Bruno, l'attore mancato che gira film di cassetta

Teatro, tanti piccoli ruoli al cinema e nelle fiction, poi il trionfo al box office con le malefatte d'Italia

Comunque la si giri è Viva l'Italia di Massimiliano Bruno il film italiano più visto dell'attuale stagione cinematografica con i suoi 3 milioni di Euro d'incasso. Nello scorso fine settimana era primo in classifica mentre in questo week-end ha dovuto cedere il podio allo 007 di Skyfall.

Da qui però a lanciare proclami trionfalistici con il quarantaduenne Bruno salvatore della patria ce ne passa. Perché i numeri fotografano una situazione difficilissima per il cinema in sala, soprattutto per i film italiani i cui risultati denunciano lo scollamento di un pubblico che solo a marzo faceva ottenere a Posti in piedi in paradiso di Verdone sempre 3 milioni ma in tre giorni. Poi certo Bruno che due anni fa aveva esordito al cinema con Nessuno mi può giudicare (8 milioni al botteghino) fa bene a dirsi contento perché «l'applauso che scatta in sala alla fine del film è la mia più grande soddisfazione». Un po' meno azzeccate le sue critiche prima ai «giornalisti livorosi del web» e ora pure a «una certa stampa rosicona» che lo starebbe addirittura «boicottando». Facendo propria la recente invettiva di Marco Giusti su Dagospia: «Non capisco l'odio secolare della nostra critica post-aristarchiana, post-fofiana verso i nostri film comici, le commedie, i film di genere. Fanno i soldi. E allora? Dovrebbero essere anche dei capolavori? E perché mai?». Perfetto però stavolta il nostro Bruno nel tentativo di raccontare le italiche malefatte con i toni della commedia più grottesca, e anche per questo intrinsecamente volgare, ha cercato di volare più in alto (ed è questo forse che non gli viene perdonato oltre a un certo qualunquismo visto che bacchetta la politica tutta - a partire dal centrodestra - ma poi non vuol sentire parlare né di Grillo né dei rottamatori). Lasciamo stare gli (auto)paragoni alla nostra migliore commedia (Risi, Scola, Monicelli), soffermiamoci piuttosto su due sequenze rivelatrici di Viva l'Italia sempre con protagonista Michele Placido, il politico che ha perso i freni inibitori e dice ciò che gli passa per la testa. Quella al ralenti in cui attraversa gli scontri tra manifestanti e polizia simil-G8 con l'accompagnamento musicale «paradossale» di Italia di Mino Reitano e la visita all'Aquila terremotata dove la classica tangente è drammaticamente tangibile nel palazzo crollato. Qui Bruno mette da parte la sua supposta volgarità e fa un'azzardata operazione di cinema cosiddetto civile e d'impegno sottolineata anche dalla sua presenza come attore in cui declama alcuni articoli della Costituzione a suo dire irrealizzati.

Perché lui, «romano de' Roma» che sembra uscito dalle rime del Belli, ha sempre giocato con l'alto e il basso, parte integrante del suo dna, eterogeneo e multiforme, testimoniato dalla sua lunghissima gavetta fatta prima di diventare regista di successo. Prima a teatro, la sua grande passione fin dal '91, dove ha scritto e interpretato una ventina di spettacoli sempre all'insegna della comicità che fa anche pensare. Ecco la trilogia con Paola Cortellesi, iniziata nel lontano 1998, con Cose che capitano, Ancora un attimo e l'irresistibile Gli ultimi saranno ultimi ma anche il vero cavallo di battaglia di Bruno, il monologo Zero.

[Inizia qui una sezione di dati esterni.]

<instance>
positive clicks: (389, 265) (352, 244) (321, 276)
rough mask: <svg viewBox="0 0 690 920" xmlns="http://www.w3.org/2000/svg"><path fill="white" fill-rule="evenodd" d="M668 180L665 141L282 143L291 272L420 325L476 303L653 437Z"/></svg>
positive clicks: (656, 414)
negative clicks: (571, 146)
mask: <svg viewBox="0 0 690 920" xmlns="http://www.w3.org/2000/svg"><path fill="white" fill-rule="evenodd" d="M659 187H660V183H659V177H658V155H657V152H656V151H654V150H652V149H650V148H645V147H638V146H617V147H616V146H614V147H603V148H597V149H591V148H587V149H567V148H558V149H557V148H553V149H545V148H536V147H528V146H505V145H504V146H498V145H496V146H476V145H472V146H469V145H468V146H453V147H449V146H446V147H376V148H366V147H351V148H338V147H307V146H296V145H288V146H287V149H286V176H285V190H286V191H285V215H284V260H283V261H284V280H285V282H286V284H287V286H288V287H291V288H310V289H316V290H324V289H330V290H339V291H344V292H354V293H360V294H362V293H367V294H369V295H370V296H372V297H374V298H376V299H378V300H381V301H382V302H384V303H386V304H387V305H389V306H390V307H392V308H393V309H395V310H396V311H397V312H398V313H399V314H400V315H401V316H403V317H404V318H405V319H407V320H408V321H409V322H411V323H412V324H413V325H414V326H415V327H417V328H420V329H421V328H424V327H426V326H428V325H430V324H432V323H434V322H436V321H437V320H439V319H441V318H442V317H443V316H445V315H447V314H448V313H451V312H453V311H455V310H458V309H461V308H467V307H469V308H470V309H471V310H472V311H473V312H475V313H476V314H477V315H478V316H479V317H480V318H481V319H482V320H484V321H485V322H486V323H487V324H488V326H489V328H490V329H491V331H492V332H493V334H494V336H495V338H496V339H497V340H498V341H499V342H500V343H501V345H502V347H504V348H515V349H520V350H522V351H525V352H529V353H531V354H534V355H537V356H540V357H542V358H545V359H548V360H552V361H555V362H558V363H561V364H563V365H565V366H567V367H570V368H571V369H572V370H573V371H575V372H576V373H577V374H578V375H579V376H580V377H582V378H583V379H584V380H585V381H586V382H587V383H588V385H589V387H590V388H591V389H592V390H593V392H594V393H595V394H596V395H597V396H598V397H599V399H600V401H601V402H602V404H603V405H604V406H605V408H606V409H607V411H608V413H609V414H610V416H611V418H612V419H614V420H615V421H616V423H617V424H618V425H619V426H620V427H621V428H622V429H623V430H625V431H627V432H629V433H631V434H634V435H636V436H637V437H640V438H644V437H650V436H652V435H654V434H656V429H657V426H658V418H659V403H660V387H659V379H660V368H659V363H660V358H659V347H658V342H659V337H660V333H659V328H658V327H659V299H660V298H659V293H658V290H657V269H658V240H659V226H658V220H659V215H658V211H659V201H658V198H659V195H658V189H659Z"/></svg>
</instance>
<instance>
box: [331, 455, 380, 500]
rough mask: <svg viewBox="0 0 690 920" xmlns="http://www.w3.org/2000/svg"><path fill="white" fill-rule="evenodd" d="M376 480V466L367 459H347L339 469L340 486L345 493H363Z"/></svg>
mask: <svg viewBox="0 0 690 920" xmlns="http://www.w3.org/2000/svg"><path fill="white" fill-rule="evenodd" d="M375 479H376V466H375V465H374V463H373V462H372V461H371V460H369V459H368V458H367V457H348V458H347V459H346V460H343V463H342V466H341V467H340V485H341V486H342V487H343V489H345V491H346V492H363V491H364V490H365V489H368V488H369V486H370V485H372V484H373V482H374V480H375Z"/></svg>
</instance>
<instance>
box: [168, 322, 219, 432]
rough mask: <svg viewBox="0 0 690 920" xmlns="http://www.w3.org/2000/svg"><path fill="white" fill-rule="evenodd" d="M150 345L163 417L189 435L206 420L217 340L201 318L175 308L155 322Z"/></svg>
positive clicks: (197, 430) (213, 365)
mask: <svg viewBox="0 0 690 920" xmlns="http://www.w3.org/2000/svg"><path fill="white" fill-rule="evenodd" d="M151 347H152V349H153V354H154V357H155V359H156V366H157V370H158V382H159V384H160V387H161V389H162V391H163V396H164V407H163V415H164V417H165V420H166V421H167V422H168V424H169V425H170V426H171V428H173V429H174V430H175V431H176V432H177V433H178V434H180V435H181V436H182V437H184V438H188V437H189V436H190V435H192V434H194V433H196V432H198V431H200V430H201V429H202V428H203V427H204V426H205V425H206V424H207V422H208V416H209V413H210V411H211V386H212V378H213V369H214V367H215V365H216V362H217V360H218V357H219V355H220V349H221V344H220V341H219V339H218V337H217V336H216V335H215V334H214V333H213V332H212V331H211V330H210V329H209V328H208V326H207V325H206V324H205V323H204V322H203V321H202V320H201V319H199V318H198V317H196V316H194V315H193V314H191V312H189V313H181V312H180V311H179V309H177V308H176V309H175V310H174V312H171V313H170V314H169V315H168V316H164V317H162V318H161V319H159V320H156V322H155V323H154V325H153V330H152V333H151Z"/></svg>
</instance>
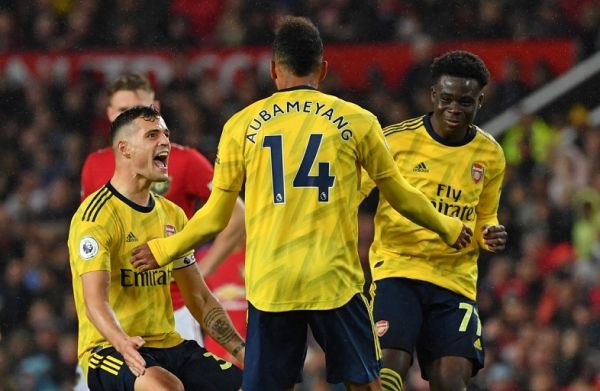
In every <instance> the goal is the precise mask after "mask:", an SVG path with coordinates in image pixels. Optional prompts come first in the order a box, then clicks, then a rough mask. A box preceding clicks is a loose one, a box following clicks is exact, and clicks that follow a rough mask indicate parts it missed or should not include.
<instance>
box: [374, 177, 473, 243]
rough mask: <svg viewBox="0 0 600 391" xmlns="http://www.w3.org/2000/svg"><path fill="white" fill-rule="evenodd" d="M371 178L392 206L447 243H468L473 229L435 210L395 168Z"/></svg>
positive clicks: (403, 215)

Poi i tanti ma piccoli ruoli al cinema e nelle fiction fino all'omaggio della serie tv di culto Boris in cui appare come Nando Martellone ed è tutto un programma.

Ma al vero attore mancato, Bruno inanella una serie di successi nel campo della scrittura, al cinema, per i film di Fausto Brizzi, i due Notte prima degli esami, Ex, Maschi contro femmine e, in tv, per I Cesaroni, Quelli che il calcio, Non ho l'età. Insomma una lunga carriera sempre un po' dietro le quinte, con apparizioni da ruspante caratterista, ma tanta autoironia (anche sul suo fisico non proprio longilineo) e voglia di dire quello che pensa, come l'anno scorso sul palco di Potere alle parole con l'amico Frankie Hi Nrg o con il bel programma di RadioDue Ten - 10 storie per 10 idoli.

Ecco perché, con una storia così alle spalle, Bruno, che non perde mai occasione di ironizzare sulla meritocrazia, dopo l'incoronazione del pubblico - grazie a cui s'è pure tolto qualche sassolino dalla scarpa con l'ormai celebre «Te lo meriti Nanni Moretti» di Nessuno mi può giudicare - ora «pretende» anche quella della critica.